Facebook Releases More Details About the Cause of Yesterday’s Six-Hour Outage ⇥ engineering.fb.com
Santosh Janardhan, VP of engineering and infrastructure at Facebook:
This was the source of yesterday’s outage. During one of these routine maintenance jobs, a command was issued with the intention to assess the availability of global backbone capacity, which unintentionally took down all the connections in our backbone network, effectively disconnecting Facebook data centers globally. Our systems are designed to audit commands like these to prevent mistakes like this, but a bug in that audit tool didn’t properly stop the command.
This change caused a complete disconnection of our server connections between our data centers and the internet. And that total loss of connection caused a second issue that made things worse.
These sorts of posts always go through legal and public relations teams, so it is hard to know how complete an accounting of yesterday’s outage it is. But what is written here is pretty embarrassing for Facebook — not the outage itself, but that a routine maintenance misconfiguration took out a single point of failure that rendered the entire company’s infrastructure inaccessible. Whether this actually makes sense as presented is something best judged by networking professionals operating at Facebook’s scale.
That said, I think it is commendable that Facebook issued an explanation for its outage under a VP’s name. It could have had its communications team issue a typically pissy statement attributed only to the company. When Google services were down in December, it was similarly transparent. I wish this could be the standard rather than the exception. It builds confidence.

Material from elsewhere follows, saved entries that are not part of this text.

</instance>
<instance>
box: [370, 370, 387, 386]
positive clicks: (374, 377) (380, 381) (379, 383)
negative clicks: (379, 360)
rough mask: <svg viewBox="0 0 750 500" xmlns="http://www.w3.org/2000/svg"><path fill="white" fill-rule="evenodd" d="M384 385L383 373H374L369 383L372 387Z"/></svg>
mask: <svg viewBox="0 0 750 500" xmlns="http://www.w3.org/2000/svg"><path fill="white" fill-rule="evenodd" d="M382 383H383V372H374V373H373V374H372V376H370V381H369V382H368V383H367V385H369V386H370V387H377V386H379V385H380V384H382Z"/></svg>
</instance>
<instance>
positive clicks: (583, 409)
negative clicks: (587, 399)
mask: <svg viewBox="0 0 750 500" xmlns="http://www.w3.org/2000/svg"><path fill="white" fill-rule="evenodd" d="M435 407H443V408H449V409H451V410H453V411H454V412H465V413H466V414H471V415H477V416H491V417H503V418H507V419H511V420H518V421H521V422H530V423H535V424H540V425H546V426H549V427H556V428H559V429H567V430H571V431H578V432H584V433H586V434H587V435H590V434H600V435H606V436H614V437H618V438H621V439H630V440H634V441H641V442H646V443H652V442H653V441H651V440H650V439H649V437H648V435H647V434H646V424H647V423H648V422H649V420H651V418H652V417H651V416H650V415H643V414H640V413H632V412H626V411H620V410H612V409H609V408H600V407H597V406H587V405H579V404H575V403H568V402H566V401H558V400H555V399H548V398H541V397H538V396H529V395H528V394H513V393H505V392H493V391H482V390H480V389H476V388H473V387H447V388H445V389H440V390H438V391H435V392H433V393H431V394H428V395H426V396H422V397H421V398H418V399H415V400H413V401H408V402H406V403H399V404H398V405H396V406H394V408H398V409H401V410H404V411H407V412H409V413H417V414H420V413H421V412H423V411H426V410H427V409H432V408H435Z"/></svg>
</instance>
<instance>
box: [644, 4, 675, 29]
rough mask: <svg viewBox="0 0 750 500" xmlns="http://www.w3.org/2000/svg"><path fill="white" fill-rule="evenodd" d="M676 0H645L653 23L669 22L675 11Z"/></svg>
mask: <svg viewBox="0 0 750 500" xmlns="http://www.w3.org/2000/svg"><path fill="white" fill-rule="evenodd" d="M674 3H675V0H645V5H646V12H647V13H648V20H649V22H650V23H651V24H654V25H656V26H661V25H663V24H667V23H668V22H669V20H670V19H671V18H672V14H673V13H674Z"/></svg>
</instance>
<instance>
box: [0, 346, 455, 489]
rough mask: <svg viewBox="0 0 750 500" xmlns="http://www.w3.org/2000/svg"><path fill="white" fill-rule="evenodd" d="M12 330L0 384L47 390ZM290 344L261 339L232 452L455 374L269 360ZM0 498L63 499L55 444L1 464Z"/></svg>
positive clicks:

For comparison, as I write this, Apple’s System Status page shows a resolved outage in Apple Pay and Wallet. For over seven hours yesterday, “users were not able to add, suspend, or remove existing cards to Apple Pay”, and this issue has simply been marked as “Resolved” but there are no more details. This explanation-free status update has been the standard for every iCloud-related outage, including serious incidents. It does not build confidence.